On 25 November 1952, the following story ran in the Guardian:
There is to be a special strong beer for the Coronation, it was announced by Mr F.J. Bearman, chairman of the panel of beer judges at the Brewery and Allied Traders Exhibition… ‘Almost every brewery in the country is brewing a Coronation beer. Its gravity will be about .60 compared with .33 for the average beer to-day,’ he said… The Coronation beer will be bottled and… cost about 2s 6d a nip bottle.
There were outraged responses to this news from both puritans — ‘The brewers are assuming that the British people will need double-strength beer… to celebrate the Queen’s solemn act of dedication to the service of God’ — and presumably from drinkers, as the brewers were accused of profiteering from the Coronation.
The Brewers’ Society stated yesterday: ‘Any suggestion that brewery companies will be making big profits from Coronation ales is completely unwarranted.

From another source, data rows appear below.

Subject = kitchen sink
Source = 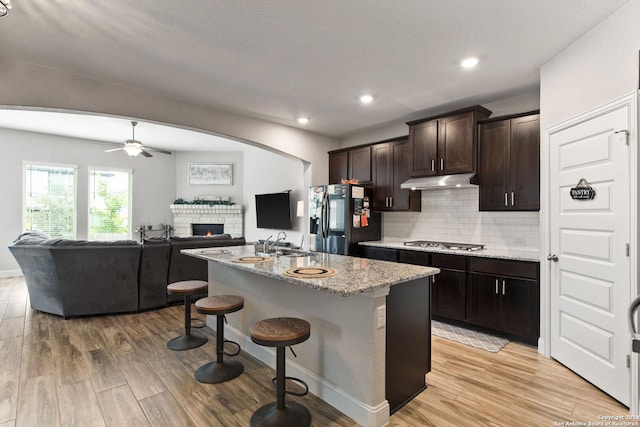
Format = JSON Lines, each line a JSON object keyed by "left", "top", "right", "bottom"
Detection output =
{"left": 280, "top": 249, "right": 314, "bottom": 258}
{"left": 255, "top": 248, "right": 314, "bottom": 258}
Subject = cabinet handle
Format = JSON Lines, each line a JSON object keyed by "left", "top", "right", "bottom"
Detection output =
{"left": 504, "top": 193, "right": 508, "bottom": 207}
{"left": 431, "top": 159, "right": 435, "bottom": 171}
{"left": 389, "top": 197, "right": 393, "bottom": 207}
{"left": 385, "top": 197, "right": 389, "bottom": 208}
{"left": 495, "top": 279, "right": 499, "bottom": 294}
{"left": 511, "top": 192, "right": 515, "bottom": 206}
{"left": 502, "top": 280, "right": 506, "bottom": 296}
{"left": 440, "top": 158, "right": 444, "bottom": 171}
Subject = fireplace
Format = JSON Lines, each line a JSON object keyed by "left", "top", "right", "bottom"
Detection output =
{"left": 192, "top": 223, "right": 224, "bottom": 236}
{"left": 170, "top": 204, "right": 243, "bottom": 238}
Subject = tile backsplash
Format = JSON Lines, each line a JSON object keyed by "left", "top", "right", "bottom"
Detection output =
{"left": 382, "top": 187, "right": 540, "bottom": 251}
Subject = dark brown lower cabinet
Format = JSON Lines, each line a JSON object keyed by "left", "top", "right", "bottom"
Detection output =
{"left": 364, "top": 246, "right": 539, "bottom": 344}
{"left": 430, "top": 254, "right": 466, "bottom": 321}
{"left": 363, "top": 246, "right": 398, "bottom": 262}
{"left": 467, "top": 258, "right": 539, "bottom": 343}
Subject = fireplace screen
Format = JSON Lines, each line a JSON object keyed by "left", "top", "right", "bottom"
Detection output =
{"left": 192, "top": 223, "right": 224, "bottom": 236}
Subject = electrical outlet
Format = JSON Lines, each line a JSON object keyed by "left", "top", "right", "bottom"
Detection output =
{"left": 376, "top": 306, "right": 386, "bottom": 329}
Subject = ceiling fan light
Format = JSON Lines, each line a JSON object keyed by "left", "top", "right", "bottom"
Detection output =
{"left": 123, "top": 142, "right": 143, "bottom": 157}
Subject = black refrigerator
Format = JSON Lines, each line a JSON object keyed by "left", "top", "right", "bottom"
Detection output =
{"left": 309, "top": 184, "right": 381, "bottom": 255}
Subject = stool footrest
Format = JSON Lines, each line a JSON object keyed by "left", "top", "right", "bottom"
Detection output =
{"left": 271, "top": 376, "right": 309, "bottom": 397}
{"left": 223, "top": 339, "right": 241, "bottom": 357}
{"left": 190, "top": 318, "right": 206, "bottom": 329}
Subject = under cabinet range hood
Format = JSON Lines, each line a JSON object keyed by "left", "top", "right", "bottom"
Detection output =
{"left": 400, "top": 173, "right": 477, "bottom": 190}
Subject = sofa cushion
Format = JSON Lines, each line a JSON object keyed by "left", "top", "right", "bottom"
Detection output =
{"left": 12, "top": 230, "right": 50, "bottom": 244}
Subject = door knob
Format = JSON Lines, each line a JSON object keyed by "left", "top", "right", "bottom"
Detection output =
{"left": 547, "top": 254, "right": 559, "bottom": 262}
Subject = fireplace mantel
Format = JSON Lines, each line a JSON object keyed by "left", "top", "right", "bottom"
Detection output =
{"left": 170, "top": 204, "right": 243, "bottom": 238}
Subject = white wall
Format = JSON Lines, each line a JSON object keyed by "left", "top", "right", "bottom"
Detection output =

These special brews are uneconomic to produce. They involve changes in the brewery routine, special labels, and sometimes special bottles… The demand for them is very difficult to predict. The purpose in brewing them is to give people something special in which to drink the Queen’s health.’ (Guardian, 4 December 1952.)

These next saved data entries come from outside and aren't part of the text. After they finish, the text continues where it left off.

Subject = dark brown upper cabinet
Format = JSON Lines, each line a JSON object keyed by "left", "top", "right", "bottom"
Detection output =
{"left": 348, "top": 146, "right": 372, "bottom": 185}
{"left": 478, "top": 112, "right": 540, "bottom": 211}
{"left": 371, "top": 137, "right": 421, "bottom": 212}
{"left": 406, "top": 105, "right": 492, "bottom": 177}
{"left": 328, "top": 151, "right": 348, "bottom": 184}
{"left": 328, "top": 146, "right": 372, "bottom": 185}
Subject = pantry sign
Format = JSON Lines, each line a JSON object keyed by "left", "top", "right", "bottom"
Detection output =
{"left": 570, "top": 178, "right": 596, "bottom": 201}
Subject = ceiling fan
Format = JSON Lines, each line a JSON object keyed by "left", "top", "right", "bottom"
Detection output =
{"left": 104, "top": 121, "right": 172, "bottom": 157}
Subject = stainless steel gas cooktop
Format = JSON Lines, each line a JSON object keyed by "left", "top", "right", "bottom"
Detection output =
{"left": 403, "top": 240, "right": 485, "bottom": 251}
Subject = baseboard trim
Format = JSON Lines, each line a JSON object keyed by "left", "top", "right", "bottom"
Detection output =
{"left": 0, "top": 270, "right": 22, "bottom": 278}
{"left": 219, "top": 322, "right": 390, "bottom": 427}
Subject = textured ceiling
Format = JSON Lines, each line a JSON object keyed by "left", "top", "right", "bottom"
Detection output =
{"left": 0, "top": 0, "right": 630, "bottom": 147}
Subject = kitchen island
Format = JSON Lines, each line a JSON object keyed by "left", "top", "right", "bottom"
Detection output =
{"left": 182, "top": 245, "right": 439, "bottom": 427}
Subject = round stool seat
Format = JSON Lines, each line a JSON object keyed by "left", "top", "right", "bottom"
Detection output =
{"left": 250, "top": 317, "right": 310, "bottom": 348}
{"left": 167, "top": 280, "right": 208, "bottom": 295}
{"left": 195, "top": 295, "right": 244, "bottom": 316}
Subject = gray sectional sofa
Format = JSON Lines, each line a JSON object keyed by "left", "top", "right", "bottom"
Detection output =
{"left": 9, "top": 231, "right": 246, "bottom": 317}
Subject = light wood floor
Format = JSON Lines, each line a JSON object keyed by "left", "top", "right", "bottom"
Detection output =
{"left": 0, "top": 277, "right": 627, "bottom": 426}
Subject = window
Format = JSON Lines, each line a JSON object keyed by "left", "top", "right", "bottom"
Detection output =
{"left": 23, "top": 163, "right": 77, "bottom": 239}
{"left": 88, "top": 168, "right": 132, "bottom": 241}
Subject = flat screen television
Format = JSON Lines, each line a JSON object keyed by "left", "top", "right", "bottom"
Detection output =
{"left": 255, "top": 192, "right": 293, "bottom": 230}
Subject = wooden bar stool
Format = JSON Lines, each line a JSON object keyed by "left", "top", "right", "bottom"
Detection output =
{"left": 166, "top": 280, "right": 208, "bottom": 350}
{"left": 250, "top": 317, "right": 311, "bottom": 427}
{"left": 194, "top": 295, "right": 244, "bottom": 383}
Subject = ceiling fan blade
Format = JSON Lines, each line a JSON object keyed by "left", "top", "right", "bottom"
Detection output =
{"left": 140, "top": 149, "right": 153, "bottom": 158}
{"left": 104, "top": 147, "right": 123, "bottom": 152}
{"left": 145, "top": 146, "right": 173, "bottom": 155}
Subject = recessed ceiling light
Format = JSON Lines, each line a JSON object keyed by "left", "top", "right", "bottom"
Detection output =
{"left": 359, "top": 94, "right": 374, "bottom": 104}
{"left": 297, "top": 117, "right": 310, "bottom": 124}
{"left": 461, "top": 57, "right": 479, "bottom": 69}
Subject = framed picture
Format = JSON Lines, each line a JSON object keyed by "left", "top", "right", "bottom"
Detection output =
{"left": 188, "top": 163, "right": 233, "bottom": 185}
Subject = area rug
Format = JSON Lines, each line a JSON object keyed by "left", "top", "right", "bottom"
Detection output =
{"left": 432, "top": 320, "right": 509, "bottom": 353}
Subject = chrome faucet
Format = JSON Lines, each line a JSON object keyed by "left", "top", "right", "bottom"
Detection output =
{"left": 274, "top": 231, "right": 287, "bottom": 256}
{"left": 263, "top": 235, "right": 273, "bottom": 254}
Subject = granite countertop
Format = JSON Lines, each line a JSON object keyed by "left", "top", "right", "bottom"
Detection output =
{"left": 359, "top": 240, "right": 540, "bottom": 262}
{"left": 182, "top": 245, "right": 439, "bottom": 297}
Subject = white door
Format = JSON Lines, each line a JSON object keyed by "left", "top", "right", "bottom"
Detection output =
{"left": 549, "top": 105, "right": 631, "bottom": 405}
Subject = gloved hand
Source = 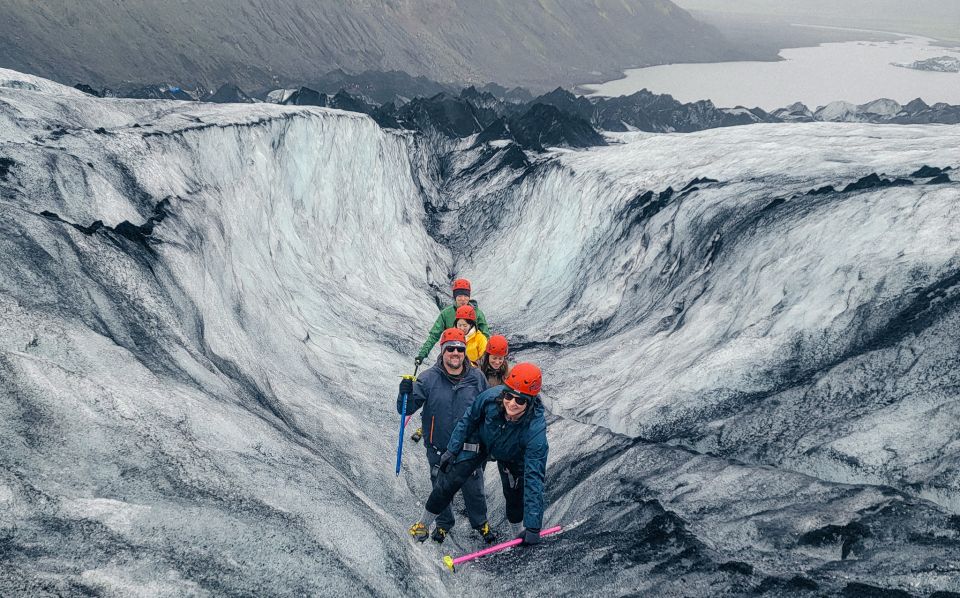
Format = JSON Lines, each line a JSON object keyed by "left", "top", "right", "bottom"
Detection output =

Several months later, the brewers were fully on the back foot, and having to explain why they wouldn’t be giving away free beer in their pubs on Coronation Day: ‘What brewers have to pay in tax alone out of sums for licensed house improvement would pay for seven or eight pints of free beer for every adult in the country’. The same Brewers’ Society spokesman also pointed out how difficult a ‘free beer’ scheme would be to administer: some drinkers might be tempted to claim six free pints in one pub, then move on to another and start afresh, and then another… (Guardian, 21 May 1953.)
Today, brewers are still asked to defend the prices of their limited edition, specially packaged, ‘event’ beers, and they still rely on similar sounding arguments.